Did a couple of repairs at a new school that is just barely past its warranty period. 1st fix was a 6" rollgroove on the heat pump loop that was so flared out on the end it looked like a trumpet. Suprised they ever got a clamp on it.
2nd was a 3" groove on a 741 split flange adapter. The 4' long peice had rolled off the groover and so the sealing surface area of the pipe was pooched.
I pulled out the 2 pieces and went to another lobsite and fabbed up new pieces. 
When I went to reinstall the 3" flange adapter, I noticed it was connected to a rubber faced lug-style butterfly valve. There was no flange washer, the two rubber surfaces were the seal.
I've seen inexperienced guys make this mistake, I'm sure I remember doing it myself. Dug into my old Vic install guide, and it says if using a 741 and rubber faced flange/valve, a flange washer has to be installed.
Showed the school board maintenance manager the book. Then I showed him the 20 or so valves in the one mechanical room that were similarly installed wrongly. There's gotta be a hundred or more of these flanges in this big school. When the flange washer is installed, it's clearly visible. Can't see how the supervising engineers missed such a large scale boo-boo during construction.

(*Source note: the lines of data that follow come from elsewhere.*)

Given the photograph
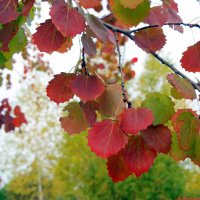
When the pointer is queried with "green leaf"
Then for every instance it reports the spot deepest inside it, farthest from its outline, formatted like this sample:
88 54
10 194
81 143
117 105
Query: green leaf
2 59
75 122
183 86
175 151
187 126
129 16
17 44
161 105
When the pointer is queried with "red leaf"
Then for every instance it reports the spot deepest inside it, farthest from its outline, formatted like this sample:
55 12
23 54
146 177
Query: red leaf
75 122
111 101
134 60
6 34
8 122
137 156
99 29
191 58
152 39
87 87
117 168
90 3
67 19
48 38
157 138
27 7
20 118
134 120
183 86
89 111
157 15
8 10
170 4
106 138
58 89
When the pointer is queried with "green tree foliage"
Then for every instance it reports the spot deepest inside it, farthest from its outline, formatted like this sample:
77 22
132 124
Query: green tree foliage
81 175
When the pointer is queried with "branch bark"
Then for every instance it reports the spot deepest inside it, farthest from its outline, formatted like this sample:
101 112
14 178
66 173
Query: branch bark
128 33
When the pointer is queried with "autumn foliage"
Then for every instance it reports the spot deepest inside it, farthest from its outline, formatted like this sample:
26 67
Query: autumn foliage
129 137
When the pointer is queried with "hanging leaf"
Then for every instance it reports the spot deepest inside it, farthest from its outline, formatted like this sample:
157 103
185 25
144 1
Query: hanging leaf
99 29
19 117
27 7
186 126
175 151
89 109
152 39
8 11
161 105
157 15
6 34
191 58
67 19
89 45
183 86
133 120
58 89
87 87
137 156
111 101
75 122
90 3
117 168
157 138
106 138
132 4
127 16
47 38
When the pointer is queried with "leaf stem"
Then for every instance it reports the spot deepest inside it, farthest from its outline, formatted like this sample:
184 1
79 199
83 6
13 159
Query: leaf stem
124 93
83 63
128 33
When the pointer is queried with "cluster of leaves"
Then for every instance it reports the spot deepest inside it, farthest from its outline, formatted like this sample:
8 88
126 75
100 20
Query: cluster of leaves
7 119
129 138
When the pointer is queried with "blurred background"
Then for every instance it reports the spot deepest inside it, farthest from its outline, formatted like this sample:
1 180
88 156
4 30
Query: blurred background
41 162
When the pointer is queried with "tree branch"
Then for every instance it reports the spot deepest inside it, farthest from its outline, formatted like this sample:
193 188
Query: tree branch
125 99
128 33
167 24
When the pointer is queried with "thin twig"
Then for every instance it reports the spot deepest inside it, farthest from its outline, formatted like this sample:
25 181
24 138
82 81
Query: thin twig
125 99
128 33
83 63
166 24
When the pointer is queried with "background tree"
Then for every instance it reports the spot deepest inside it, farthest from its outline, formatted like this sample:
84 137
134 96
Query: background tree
128 137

So, anybody seen a scenerio like that where there weren't big problems eventually? Rubber on rubber like that has gotta blow eventually, I'd think. Or will those seals last? Any catastrophe stories?


----------



## U666A (Dec 11, 2010)

All I can say is wow!
I check not only the groove circumference but also the flare tolerance on every single piece I roll. Period.

As far as your 3" spool... Any piece that wanders even a c-hair on those rollers goes in the scrap bin, let alone if it walked right off the machine. I don't care if it was on the first rev or not.

Ran into a similar situation at a high rise we did a couple years ago. Every 3 way valve in the building was missing the steel flange adapter rings. Same thing... About 30 valves spread around about 15 mech rooms and ceiling spaces, times 3 ports on each valve... Expensive error.


----------



## goob (Dec 29, 2008)

if you ever do i copper vic job the washers are different size and material. this is not in the book, i found it in the price sheet . the ones for copper are a fiber like material


----------



## ILPlumber (Jun 17, 2008)

U666A said:


> All I can say is wow!
> I check not only the groove circumference but also the flare tolerance on every single piece I roll. Period.


I have the guys check the tolerances 2 or 3 times a day. If a piece is flared at all, the roller stands need looking at.

No offense:whistling2:, If one of my guys was measuring the flare or C diam on every piece. I would be on his a$$ to pick up the pace.

I have 2 very nice victaulic brand groovers. They DON'T change........:no:


----------